Lalu, Elara menemukan sebuah halaman yang ditandai dengan gambar Bintang Kembar Merah kecil. Di bawahnya, Luthien menulis:

"Langit malam ini bernyanyi dengan nada yang berbeda. Dua Bintang Merah menari, membisikkan tentang takdir yang terjalin, tentang jiwa-jiwa yang akan lahir dari persatuan yang tak terduga. Mereka akan menjadi jembatan, antara cahaya dan bayangan, antara yang hilang dan yang ditemukan. Namun jalan mereka akan terjal, dipenuhi keraguan dari dalam dan ancaman dari luar. Keseimbangan Alkein mungkin berada di tangan mereka yang 'berbeda' ini…"

Ruhosi merasakan bulu kuduknya berdiri. Tulisan itu seolah berbicara langsung padanya dan Elara.

Di halaman berikutnya, ada sebuah sketsa kasar yang menarik perhatian Ruhosi. Sketsa itu menggambarkan sebuah simbol yang sangat ia kenali: simbol cahaya dan kegelapan yang menyatu, persis seperti yang ada di kalung peninggalan ibunya! Di bawah sketsa itu, Luthien menulis satu kalimat pendek: "Dalam perpecahan, kutemukan kesatuan. Dalam perbedaan, kutemukan kekuatan."

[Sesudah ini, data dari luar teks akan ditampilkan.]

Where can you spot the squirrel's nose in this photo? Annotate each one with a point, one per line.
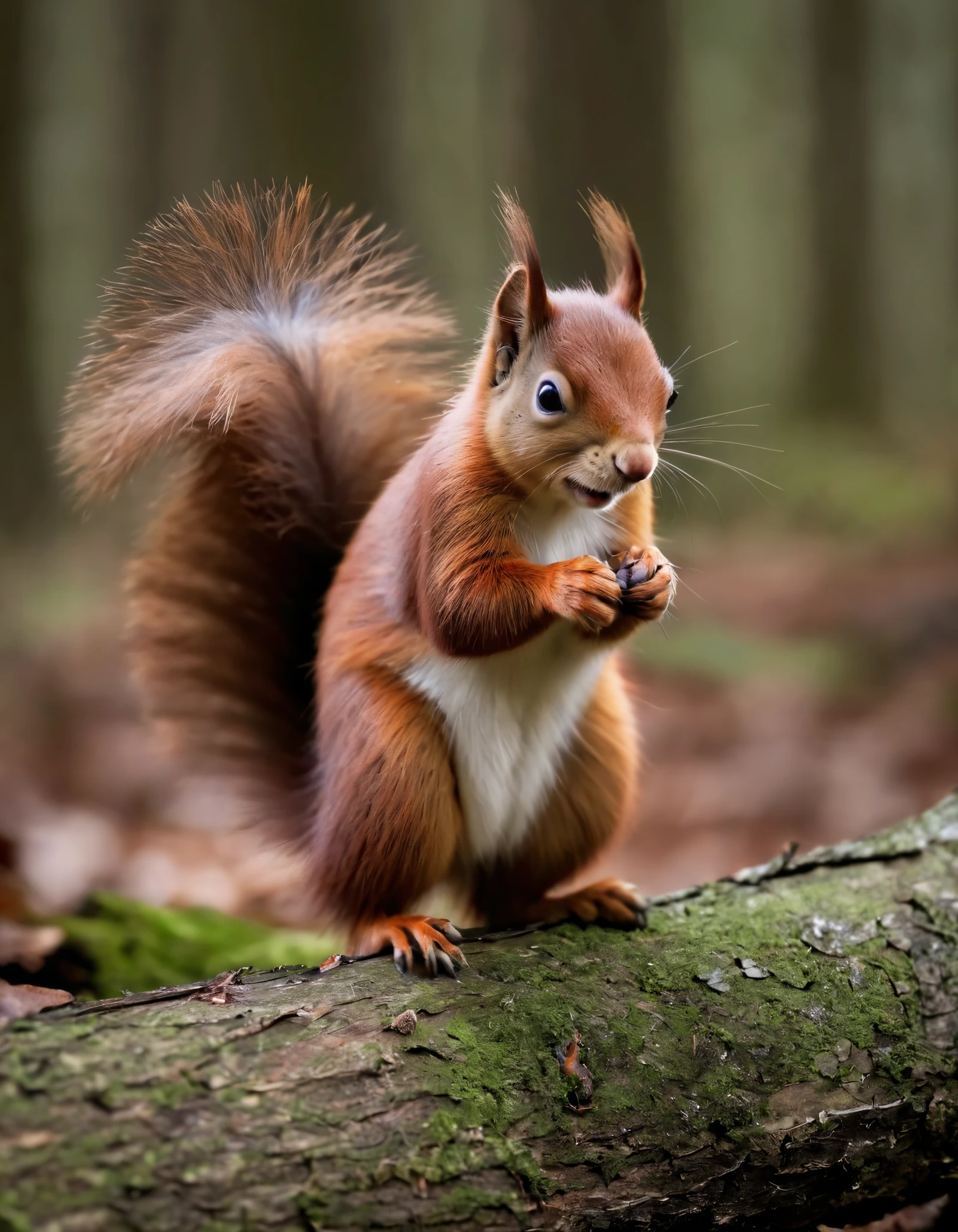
(637, 463)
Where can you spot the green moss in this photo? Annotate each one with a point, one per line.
(134, 946)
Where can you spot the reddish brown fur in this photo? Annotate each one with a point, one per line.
(294, 431)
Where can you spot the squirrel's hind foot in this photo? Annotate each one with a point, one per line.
(424, 940)
(606, 902)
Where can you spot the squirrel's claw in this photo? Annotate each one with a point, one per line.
(424, 938)
(608, 901)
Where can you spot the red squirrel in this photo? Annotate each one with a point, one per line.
(392, 623)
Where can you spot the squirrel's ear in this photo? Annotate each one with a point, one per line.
(522, 307)
(624, 274)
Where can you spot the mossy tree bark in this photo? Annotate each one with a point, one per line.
(772, 1050)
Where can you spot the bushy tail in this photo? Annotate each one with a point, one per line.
(286, 356)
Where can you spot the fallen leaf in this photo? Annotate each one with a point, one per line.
(405, 1023)
(222, 990)
(752, 970)
(909, 1219)
(19, 1001)
(714, 980)
(571, 1066)
(28, 945)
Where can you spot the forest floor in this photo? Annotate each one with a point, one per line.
(794, 694)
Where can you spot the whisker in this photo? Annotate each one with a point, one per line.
(690, 363)
(728, 466)
(724, 414)
(693, 479)
(677, 494)
(715, 440)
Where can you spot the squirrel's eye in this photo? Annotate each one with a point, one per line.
(549, 399)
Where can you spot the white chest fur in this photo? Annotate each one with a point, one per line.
(512, 716)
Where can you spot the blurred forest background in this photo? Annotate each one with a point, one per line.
(792, 174)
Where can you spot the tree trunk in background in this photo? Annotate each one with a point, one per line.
(773, 1050)
(25, 469)
(841, 353)
(915, 110)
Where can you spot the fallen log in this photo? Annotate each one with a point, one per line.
(773, 1050)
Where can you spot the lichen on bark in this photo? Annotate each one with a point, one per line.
(771, 1050)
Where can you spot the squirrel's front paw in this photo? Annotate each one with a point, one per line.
(646, 583)
(587, 593)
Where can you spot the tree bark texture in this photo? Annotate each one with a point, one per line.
(773, 1050)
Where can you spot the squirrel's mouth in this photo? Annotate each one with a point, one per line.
(589, 497)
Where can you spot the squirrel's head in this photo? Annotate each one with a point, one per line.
(577, 396)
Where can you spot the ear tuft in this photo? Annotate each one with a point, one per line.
(525, 254)
(624, 274)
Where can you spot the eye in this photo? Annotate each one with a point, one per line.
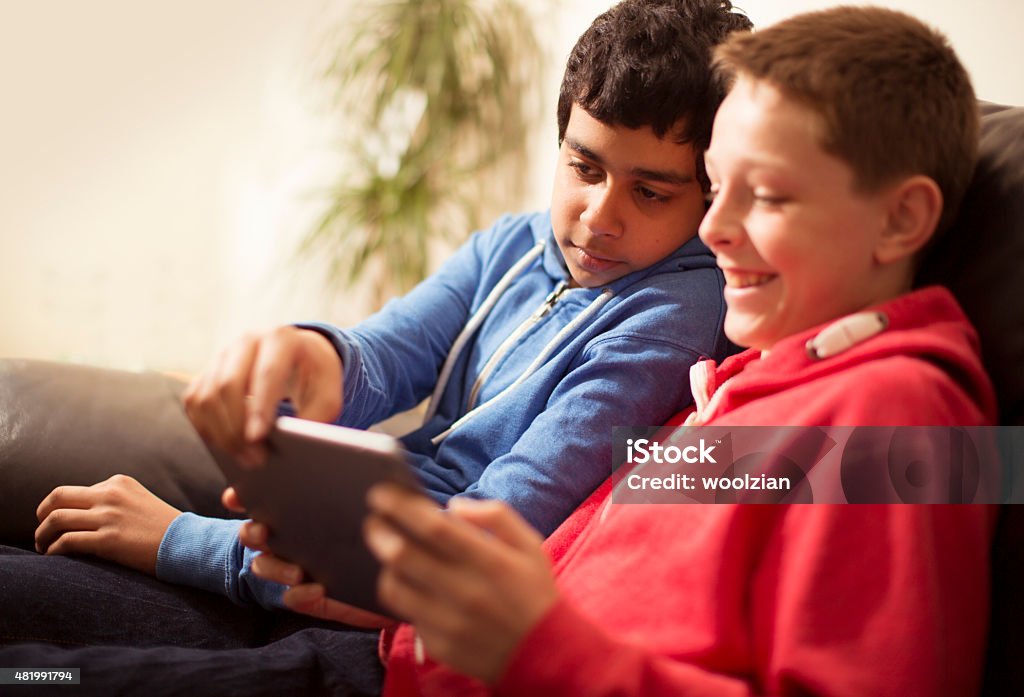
(585, 171)
(769, 202)
(650, 194)
(768, 199)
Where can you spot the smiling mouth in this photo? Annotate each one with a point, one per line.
(747, 279)
(589, 259)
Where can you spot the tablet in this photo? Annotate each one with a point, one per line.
(310, 492)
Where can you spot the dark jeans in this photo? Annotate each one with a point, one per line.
(130, 634)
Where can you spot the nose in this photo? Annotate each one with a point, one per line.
(603, 214)
(722, 225)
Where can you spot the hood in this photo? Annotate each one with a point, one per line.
(928, 324)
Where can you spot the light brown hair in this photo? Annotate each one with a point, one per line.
(893, 95)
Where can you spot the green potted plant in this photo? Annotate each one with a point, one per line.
(437, 97)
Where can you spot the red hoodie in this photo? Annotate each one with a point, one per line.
(774, 600)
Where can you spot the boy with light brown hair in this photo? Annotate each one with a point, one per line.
(845, 143)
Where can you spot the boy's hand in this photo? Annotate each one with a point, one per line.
(117, 519)
(233, 404)
(473, 580)
(308, 599)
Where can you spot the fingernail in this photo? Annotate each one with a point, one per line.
(254, 428)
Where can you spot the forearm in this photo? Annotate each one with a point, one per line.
(205, 553)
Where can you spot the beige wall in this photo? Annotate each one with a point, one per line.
(157, 163)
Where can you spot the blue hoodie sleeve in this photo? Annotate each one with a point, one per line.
(565, 452)
(392, 359)
(206, 554)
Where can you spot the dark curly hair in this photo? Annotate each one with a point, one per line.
(648, 62)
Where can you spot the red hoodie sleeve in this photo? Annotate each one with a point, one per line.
(848, 600)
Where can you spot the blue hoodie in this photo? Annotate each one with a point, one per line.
(527, 379)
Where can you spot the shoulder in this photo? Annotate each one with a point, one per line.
(900, 390)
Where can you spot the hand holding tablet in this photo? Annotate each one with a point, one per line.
(310, 493)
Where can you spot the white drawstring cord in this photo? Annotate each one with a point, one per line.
(474, 323)
(566, 331)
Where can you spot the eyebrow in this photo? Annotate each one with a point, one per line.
(665, 176)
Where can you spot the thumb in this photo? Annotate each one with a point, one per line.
(499, 519)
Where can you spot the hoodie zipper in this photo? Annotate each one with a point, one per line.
(507, 345)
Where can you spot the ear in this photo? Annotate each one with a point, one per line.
(913, 207)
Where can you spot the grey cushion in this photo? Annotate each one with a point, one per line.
(981, 260)
(62, 424)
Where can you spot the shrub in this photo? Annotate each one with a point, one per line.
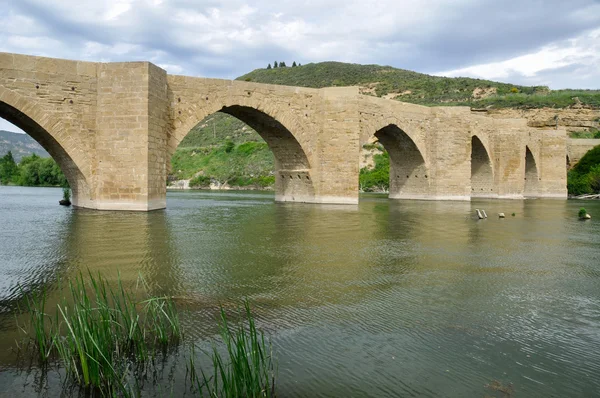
(200, 181)
(229, 146)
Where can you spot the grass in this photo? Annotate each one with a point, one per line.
(242, 362)
(101, 335)
(108, 342)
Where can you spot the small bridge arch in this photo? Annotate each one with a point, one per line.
(532, 177)
(405, 142)
(482, 170)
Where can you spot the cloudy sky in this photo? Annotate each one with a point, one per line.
(532, 42)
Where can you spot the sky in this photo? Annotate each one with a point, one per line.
(530, 42)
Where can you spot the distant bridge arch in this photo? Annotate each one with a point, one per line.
(113, 128)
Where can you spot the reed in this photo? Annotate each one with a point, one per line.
(242, 361)
(102, 334)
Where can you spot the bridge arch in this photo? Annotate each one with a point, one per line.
(532, 179)
(409, 176)
(49, 132)
(282, 132)
(482, 171)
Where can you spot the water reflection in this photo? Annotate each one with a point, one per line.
(386, 298)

"Ini… ini simbol di kalungku!" seru Ruhosi, menyentuh kalung di balik bajunya. "Luthien… dia tahu simbol ini!"

Lyris dan Elara terperangah. Kaitan antara Ruhosi, ibunya, dan Luthien kini terasa semakin nyata dan mendalam.

"Sepertinya Luthien tidak hanya memahami keseimbangan secara filosofis, Ruhosi," kata Lyris dengan nada penuh kekaguman. "Dia mungkin telah menemukan atau bahkan menciptakan cara untuk menyatukan energi yang tampaknya berlawanan. Simbol itu… mungkin adalah kuncinya."

Elara menatap Ruhosi, matanya berbinar. "Jadi, kalungmu itu bukan sembarangan, Ruhosi. Itu adalah warisan dari pemahaman leluhurmu!"

Ruhosi sendiri masih mencoba mencerna semua ini. Jurnal Luthien ini seperti peta harta karun menuju jati dirinya. Ada begitu banyak pertanyaan, namun juga ada semangat baru yang membara. Ia merasa tidak hanya menemukan jejak Luthien, tapi juga sepotong semangat Luthien yang kini hidup dalam dirinya.

"Apa… apa ada lagi yang dia tulis tentang simbol itu? Atau tentang… bagaimana cara menggunakannya?" tanya Ruhosi penuh harap.

Mereka terus membolak-balik halaman jurnal itu, mencari petunjuk lebih lanjut, tidak menyadari bahwa di luar Lumina'val, takdir terus bergerak, dan ancaman masih mengintai, menunggu saat yang tepat untuk kembali menunjukkan dirinya. Namun untuk saat ini, di dalam keheningan Perpustakaan Agung, dua jiwa muda merasa semakin dekat dengan jawaban yang mereka cari.